Printmaker and painter Carl Moser was born in Bolzano, South Tyrol, on January 27, 1873, the son of painter Karl Moser the Elder. His formal art training began at the Academy of Fine Arts in Munich, where he studied under Karl Raupp, Gabriel von Hackl, and Ludwig von Herterich. He had established himself as an up-and-coming Austrian artist by the late 1890s and, in 1897, co-founded the Vienna Secession movement with Maxmilian Kurzweil, Gustav Klimt, Koloman Moser, Joseph Olbrich, and Josef Hoffman. His work was especially lauded by Kurzweil, editor of the Secession periodical Ver Sacrum and the person often credited with encouraging Moser to learn the color woodcut technique.
Following his years at the Academy, Moser spent time travelling in Germany, Italy and Corsica before settling in Paris in 1901, where he first learned of ukiyo-e, the Japanese woodcut style that had gained wild popularity throughout Europe by 1900. While living in France, Moser traveled to Brittany every summer, where the coastal towns and people soon became a source of great inspiration and one that he carried throughout his career.
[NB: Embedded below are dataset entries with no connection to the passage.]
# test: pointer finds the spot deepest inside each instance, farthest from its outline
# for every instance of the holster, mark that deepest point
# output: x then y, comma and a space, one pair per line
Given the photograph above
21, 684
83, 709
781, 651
In 1906 he enrolled at the Academie Julian, where he studied for a year before he was forced to return to Bolzano due to financial difficulty.
His main focuses by this time were Japanese woodcut and French Impressionism, and he became known for his richly hued, sensitive imagery, particularly of the daily lives of coastal Bretons. Recognition for his work was soon garnered by the Viennese government and between 1910 and 1915 several of his woodcuts were purchased by the Albertina Museum of Prints and Drawings. In 1914 he exhibited his work at the first international art exhibition in Leipzig, and showed frequently in Vienna's leading galleries, such as Galerie Miethke.
With the outbreak of World War I and the ensuing separation of South Tyrol from Austria, he and many other South Tyrolean artists were forced to change their nationality to Italian, and could no longer exhibit in those countries. Moser, now unable to maintain his professional relationships with dealers in Austria and Germany, was effectively cut off from his source of income and reputation. Though attempts were made to revive the careers of Tyrolean artists after the war - including a major exhibition in Zurich in 1920 - Moser had to focus solely on Italian exhibitions until the relaxation of the laws in the mid 1920s. By then, however, the damage had been done: Moser was no longer a leading artist in the now rapidly changing Europe, and age had lessened his ability to travel and self-promote as he once had. He continued to show in the Venice Biennale until 1936, but failing health rendered him unable to continue working. He became isolated and, despite having been one of the most influential Austrian color woodcut artists of his time, he died in poverty and obscurity in Bolzano on June 23, 1939.
Four decades later, Moser's work would be rediscovered and celebrated with a major retrospective in Innsbruck in 1978. His work can be found in the Albertina Museum in Vienna; the British Museum, London; and the Oglethorpe University Museum of Art, Brookhaven, GA.